What’s a Fourth of July celebration without a sweet, big wedge of dripping watermelon? Taking this sweet flavor note, we thought why not grill the fruit to add some lovely smoky flavor? Grilling the watermelon takes two minutes. Once you grill the watermelon, place it in the fridge, covered, until your ready to eat. The idea is to have a cool, refreshing fruit salad that is topped with balsamic cherry tomatoes just before serving. This can all be done ahead of time, packed away in some Tupperware, and served beach-side.
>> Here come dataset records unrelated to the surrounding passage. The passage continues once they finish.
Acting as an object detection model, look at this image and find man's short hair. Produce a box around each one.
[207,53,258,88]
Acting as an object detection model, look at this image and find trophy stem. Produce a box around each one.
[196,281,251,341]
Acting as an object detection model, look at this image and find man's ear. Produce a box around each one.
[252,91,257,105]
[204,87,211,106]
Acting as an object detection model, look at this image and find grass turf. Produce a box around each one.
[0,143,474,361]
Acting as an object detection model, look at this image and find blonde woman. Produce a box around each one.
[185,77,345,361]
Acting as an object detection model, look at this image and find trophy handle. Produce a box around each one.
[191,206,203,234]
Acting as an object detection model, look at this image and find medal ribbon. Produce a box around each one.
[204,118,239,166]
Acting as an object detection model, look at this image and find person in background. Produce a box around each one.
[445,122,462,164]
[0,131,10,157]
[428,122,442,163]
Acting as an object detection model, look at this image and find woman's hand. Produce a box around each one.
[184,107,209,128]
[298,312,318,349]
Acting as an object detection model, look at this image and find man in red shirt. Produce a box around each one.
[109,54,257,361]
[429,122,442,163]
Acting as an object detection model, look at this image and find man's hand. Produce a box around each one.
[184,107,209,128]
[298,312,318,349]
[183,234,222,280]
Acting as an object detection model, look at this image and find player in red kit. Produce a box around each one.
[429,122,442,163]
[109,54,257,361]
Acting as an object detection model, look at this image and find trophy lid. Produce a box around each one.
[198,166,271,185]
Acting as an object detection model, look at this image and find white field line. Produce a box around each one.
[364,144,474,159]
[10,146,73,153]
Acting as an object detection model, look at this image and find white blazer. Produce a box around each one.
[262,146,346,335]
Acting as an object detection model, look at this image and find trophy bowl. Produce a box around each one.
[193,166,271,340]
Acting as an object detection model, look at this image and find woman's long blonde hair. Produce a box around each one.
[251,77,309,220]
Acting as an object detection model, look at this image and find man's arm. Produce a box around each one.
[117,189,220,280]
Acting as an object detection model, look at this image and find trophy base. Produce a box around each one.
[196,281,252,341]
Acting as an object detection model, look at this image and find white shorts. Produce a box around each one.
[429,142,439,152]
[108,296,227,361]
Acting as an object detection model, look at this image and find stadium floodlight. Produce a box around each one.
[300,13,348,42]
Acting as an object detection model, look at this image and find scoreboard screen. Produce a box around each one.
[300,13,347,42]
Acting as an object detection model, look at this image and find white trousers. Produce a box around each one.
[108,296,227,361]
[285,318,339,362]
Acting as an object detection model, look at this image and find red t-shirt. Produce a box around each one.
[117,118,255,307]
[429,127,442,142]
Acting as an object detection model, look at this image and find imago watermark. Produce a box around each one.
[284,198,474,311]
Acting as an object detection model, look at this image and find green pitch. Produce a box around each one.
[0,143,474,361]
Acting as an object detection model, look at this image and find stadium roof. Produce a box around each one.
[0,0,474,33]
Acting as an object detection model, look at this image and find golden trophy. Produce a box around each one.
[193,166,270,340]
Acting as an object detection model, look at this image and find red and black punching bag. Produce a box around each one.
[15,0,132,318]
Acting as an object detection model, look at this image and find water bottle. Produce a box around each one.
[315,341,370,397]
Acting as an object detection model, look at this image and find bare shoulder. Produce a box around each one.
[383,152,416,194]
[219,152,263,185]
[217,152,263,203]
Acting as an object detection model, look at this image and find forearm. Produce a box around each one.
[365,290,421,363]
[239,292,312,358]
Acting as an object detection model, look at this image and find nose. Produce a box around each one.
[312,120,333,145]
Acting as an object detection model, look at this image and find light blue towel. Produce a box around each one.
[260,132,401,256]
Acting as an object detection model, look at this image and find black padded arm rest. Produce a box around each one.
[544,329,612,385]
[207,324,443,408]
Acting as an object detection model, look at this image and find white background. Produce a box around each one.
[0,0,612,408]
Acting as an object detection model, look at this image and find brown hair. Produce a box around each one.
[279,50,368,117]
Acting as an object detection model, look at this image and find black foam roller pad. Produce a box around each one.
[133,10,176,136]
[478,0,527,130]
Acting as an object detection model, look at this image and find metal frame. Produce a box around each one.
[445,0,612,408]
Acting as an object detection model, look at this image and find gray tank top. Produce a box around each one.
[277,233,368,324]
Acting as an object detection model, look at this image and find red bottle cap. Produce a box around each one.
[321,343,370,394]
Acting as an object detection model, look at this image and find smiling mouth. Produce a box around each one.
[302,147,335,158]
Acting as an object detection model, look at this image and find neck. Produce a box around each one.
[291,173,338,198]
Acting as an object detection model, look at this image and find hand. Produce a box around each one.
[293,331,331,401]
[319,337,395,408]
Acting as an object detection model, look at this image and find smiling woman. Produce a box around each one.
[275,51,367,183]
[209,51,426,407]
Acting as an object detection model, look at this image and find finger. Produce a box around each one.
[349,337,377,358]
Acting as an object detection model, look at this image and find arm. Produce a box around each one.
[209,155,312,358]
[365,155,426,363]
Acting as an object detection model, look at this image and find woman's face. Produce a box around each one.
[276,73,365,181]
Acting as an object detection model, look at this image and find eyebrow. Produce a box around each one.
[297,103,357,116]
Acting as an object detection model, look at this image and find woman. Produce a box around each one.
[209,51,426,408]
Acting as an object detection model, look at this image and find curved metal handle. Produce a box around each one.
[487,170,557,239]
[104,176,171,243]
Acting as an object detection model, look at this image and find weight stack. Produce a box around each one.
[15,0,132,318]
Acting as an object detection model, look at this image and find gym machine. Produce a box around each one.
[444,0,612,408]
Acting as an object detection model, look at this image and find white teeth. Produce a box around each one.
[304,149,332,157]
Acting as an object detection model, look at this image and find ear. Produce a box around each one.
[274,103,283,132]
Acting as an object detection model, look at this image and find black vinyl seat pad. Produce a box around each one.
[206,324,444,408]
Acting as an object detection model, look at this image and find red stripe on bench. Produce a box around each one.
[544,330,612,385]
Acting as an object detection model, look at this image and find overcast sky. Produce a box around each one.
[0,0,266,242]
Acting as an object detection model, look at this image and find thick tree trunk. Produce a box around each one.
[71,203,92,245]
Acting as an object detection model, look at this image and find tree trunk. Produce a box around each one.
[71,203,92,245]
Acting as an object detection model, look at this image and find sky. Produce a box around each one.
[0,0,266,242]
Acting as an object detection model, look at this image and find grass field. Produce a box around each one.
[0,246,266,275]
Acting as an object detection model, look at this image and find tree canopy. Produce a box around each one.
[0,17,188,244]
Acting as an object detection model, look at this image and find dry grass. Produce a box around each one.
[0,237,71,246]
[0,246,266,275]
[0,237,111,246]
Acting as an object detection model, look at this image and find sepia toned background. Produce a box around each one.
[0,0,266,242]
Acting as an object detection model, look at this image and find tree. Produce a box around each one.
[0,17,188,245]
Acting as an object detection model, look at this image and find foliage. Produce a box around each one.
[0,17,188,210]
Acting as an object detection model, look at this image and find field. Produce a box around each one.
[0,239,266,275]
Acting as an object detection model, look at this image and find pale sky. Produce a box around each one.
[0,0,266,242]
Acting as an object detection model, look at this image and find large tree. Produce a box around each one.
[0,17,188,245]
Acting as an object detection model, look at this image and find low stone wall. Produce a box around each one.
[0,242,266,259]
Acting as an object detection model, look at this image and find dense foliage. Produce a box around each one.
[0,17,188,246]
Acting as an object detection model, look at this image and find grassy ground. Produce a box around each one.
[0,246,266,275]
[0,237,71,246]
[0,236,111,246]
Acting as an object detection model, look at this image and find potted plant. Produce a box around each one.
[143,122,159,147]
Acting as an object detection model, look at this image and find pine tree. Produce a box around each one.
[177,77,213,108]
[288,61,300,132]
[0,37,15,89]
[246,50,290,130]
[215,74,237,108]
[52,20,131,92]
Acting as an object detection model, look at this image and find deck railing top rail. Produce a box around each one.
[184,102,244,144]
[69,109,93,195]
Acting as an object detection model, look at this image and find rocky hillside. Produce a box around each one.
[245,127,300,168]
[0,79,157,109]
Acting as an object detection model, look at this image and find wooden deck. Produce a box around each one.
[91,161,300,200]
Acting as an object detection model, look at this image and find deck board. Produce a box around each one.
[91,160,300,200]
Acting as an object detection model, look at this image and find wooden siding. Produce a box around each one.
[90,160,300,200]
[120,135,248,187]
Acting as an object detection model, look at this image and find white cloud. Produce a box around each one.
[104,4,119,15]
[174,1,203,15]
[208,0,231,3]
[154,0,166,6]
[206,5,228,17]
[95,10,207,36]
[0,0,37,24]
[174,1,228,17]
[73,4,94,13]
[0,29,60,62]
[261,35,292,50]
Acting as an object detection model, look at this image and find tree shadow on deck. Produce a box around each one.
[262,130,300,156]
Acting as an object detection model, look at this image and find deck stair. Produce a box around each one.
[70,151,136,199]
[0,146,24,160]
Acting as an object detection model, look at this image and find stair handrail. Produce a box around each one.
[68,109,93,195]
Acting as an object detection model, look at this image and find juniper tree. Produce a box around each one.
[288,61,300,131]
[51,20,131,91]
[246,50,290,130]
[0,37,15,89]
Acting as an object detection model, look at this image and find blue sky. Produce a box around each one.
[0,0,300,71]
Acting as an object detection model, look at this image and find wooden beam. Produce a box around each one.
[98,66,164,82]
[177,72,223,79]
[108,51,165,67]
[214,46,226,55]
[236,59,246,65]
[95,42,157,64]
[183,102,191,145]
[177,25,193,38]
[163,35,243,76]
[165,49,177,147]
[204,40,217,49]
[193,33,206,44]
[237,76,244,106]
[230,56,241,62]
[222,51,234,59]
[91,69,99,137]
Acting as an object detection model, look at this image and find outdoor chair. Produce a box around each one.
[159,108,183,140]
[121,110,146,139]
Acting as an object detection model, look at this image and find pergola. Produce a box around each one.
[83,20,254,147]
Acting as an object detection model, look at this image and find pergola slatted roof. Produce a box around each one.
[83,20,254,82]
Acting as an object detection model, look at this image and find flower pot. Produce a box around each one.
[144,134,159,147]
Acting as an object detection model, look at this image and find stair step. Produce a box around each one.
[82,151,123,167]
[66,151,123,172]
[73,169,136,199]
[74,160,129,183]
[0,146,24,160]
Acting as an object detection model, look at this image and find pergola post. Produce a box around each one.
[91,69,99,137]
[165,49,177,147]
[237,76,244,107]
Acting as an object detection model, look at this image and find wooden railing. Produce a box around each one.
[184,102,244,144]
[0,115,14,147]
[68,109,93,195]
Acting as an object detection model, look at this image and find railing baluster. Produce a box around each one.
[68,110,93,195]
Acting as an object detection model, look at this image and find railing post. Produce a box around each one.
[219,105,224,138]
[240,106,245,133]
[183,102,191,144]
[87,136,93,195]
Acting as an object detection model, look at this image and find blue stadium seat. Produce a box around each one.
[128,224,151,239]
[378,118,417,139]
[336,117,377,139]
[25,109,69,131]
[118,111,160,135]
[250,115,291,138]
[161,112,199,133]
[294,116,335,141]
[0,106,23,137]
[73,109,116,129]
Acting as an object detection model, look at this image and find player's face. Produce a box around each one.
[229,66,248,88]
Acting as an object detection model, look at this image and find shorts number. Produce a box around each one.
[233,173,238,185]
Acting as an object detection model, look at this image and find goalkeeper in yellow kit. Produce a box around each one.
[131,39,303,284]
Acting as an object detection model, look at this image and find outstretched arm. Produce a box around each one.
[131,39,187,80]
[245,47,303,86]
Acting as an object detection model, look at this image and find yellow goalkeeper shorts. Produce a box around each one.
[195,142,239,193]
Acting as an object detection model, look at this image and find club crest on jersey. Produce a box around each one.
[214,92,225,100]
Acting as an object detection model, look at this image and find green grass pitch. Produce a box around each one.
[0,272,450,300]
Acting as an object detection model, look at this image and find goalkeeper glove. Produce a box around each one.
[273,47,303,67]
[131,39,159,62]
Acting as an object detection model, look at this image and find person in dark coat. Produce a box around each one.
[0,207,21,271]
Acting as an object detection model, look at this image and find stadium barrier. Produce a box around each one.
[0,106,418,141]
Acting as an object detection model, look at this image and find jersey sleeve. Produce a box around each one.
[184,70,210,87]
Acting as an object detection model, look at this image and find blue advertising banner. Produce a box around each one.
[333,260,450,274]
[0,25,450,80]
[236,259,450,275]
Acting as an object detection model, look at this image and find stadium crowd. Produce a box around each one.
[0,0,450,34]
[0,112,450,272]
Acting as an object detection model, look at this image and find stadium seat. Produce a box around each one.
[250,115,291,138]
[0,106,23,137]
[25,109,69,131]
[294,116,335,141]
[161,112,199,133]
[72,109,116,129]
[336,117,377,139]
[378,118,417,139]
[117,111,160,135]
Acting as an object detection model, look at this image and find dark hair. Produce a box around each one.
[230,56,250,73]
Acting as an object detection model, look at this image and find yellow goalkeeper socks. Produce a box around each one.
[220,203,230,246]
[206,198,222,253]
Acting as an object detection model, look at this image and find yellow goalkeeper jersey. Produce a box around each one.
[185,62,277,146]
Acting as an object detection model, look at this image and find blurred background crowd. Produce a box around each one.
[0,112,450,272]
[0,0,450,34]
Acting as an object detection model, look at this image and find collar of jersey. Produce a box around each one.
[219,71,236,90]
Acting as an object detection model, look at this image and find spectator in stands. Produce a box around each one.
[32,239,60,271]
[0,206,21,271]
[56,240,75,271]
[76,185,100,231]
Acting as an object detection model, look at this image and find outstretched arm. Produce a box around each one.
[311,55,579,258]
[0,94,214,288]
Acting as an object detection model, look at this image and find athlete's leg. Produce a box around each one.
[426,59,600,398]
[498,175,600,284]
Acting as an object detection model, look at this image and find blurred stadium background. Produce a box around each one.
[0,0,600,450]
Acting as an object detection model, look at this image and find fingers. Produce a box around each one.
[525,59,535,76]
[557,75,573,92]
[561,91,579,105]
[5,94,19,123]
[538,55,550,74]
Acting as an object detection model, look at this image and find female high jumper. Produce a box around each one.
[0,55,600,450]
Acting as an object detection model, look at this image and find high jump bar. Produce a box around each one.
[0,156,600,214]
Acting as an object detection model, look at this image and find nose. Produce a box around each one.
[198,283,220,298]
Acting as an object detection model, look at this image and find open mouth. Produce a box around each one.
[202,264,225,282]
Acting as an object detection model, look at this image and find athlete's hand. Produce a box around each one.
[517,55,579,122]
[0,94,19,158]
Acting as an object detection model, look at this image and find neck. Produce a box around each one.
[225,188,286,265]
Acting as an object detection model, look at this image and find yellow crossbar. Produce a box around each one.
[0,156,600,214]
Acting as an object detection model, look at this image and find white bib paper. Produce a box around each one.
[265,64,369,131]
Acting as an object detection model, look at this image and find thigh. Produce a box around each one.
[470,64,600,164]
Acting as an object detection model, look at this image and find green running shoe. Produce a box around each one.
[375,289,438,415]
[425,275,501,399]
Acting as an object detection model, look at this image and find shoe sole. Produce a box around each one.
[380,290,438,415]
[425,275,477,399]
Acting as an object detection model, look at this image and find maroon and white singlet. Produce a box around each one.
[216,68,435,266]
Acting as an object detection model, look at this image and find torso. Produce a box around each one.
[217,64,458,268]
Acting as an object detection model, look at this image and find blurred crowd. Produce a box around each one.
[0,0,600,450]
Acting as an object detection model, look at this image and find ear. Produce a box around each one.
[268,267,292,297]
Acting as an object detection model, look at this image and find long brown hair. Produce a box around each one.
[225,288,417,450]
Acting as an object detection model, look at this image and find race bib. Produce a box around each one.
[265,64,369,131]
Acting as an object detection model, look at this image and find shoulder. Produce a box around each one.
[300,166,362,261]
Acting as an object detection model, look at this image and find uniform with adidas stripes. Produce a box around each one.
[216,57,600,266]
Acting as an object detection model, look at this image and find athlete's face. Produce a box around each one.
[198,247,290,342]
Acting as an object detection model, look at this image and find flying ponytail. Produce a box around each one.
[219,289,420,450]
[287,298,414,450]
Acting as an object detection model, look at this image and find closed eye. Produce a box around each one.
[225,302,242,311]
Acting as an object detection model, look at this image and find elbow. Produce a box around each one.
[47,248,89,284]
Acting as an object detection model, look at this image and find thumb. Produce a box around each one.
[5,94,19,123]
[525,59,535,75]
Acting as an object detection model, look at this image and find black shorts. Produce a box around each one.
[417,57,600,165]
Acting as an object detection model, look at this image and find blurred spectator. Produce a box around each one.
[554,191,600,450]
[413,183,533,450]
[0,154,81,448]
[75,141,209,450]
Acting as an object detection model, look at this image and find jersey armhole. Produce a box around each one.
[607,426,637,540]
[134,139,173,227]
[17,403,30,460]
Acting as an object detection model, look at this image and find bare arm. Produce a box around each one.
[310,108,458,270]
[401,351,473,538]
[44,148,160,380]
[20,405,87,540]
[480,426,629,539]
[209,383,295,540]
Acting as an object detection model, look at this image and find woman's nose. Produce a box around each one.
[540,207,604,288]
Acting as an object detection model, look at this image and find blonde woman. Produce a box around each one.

So before you snub it, grill it and try it!
Grilled Watermelon Salad with Balsamic Cherry Tomatoes
Prep time: 10 minutes
Cook time: 3 minutes
1 pint of ripe cherry tomatoes
4 tablespoons balsamic vinegar
4 tablespoons extra virgin olive oil
salt and pepper to taste
4 1 inch thick slices of summertime watermelon, with the rind removed
1 tablespoon lime juice
6-8 basil leaves, chiffonade
Place your tomatoes in a small bowl, add salt and pepper, and drizzle in the balsamic vinegar and 2 tablespoons of extra virgin olive oil. Allow to marinate for at least 20 minutes, longer if you have time.
Preheat your grill. Using tongs, place the watermelon directly on your grill. You’re only grilling one side and for just about two minutes. Take the watermelon off the grill once the melon has some nice grill marks. Place in a shallow dish or bowl, and chill in the fridge until you are ready to serve.
The grilled watermelon will release some liquid. Place on a platter and season with 2 tablespoons of extra virgin olive oil, salt, pepper, and lime juice. Top with the balsamic tomatoes. Drizzle any remaining balsamic over the watermelon and garnish with basil.
Note: This can also be done indoors on a grill pan.